From The Storm of Style:
What Mozart might have done next [if he hadn’t died young] is no one’s guess. The pieces that emerged from the suddenly productive year 1791 — The Magic Flute, the ultimate Leopoldian synthesis of high and low; La Clemenza di Tito, a robust revival of the aging art of opera seria; the silken lyricism of the Clarinet Concerto; the Requiem, at once cerebral and raw — form a garden of forking paths. Mozart was still a young man, discovering what he could do. In the unimaginable alternate universe in which he lived to the age of seventy, an anniversary-year essay might have contained a sentence such as this: “Opera houses focus on the great works of Mozart’s maturity — The Tempest, Hamlet, the two-part Faust — but it would be a good thing if we occasionally heard that flawed yet lively work of his youth, Don Giovanni.”
And, on a totally different topic, from Listen to This:
Picture music as a map, and musical genres as continents— classical music as Europe, jazz as America, rock as Asia. Each genre has its distinct culture of playing and listening. Between the genres are the cold oceans of taste, which can be cruel to musicians who try to cross over. There are always brave souls willing to make the attempt: Aretha Franklin sings “Nessun dorma” at the Grammys; Paul McCartney writes a symphony; violinists perform on British TV in punk regalia or lingerie. Such exploits get the kind of giddy attention that used to greet early aeronautical feats like Charles Lindbergh’s solo flight and the maiden voyage of the Hindenburg. There is another route between genres.
It’s the avant-garde path— a kind of icy Northern Passage that you can traverse on foot. Practitioners of free jazz, underground rock, and avant-garde classical music are, in fact, closer to one another than they are to their less radical colleagues. Listeners, too, can make unexpected connections in this territory. As I discovered in my college years, it is easy to go from the orchestral hurly-burly of Xenakis and Penderecki to the free-jazz piano of Cecil Taylor and the dissonant rock of Sonic Youth. For lack of a better term, call it the art of noise.

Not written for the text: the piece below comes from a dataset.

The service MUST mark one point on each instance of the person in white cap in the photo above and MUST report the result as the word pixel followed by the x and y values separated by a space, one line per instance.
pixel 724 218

“Noise” is a tricky word that quickly slides into the pejorative. Often, it’s the word we use to describe a new kind of music that we don’t understand. Variations on the put-down “That’s just noise” were heard at the premiere of Stravinsky’s Rite of Spring, during Dylan’s first tours with a band, and on street corners when kids started blasting rap. But “noise” can also accurately describe an acoustical phenomenon, and it needn’t be negative. Human ears are attracted to certain euphonious chords based on the overtone series; when musicians pile on too many extraneous tones, the ear “maxes out.” This is the reason that free jazz, experimental rock, and experimental classical music seem to be speaking the same language: from the perspective of the panicking ear, they are. It’s a question not of volume but of density. There is, however, pleasure to be had in the kind of harmonic density that shatters into noise. The pleasure comes in the control of chaos, in the movement back and forth across the border of what is comprehensible.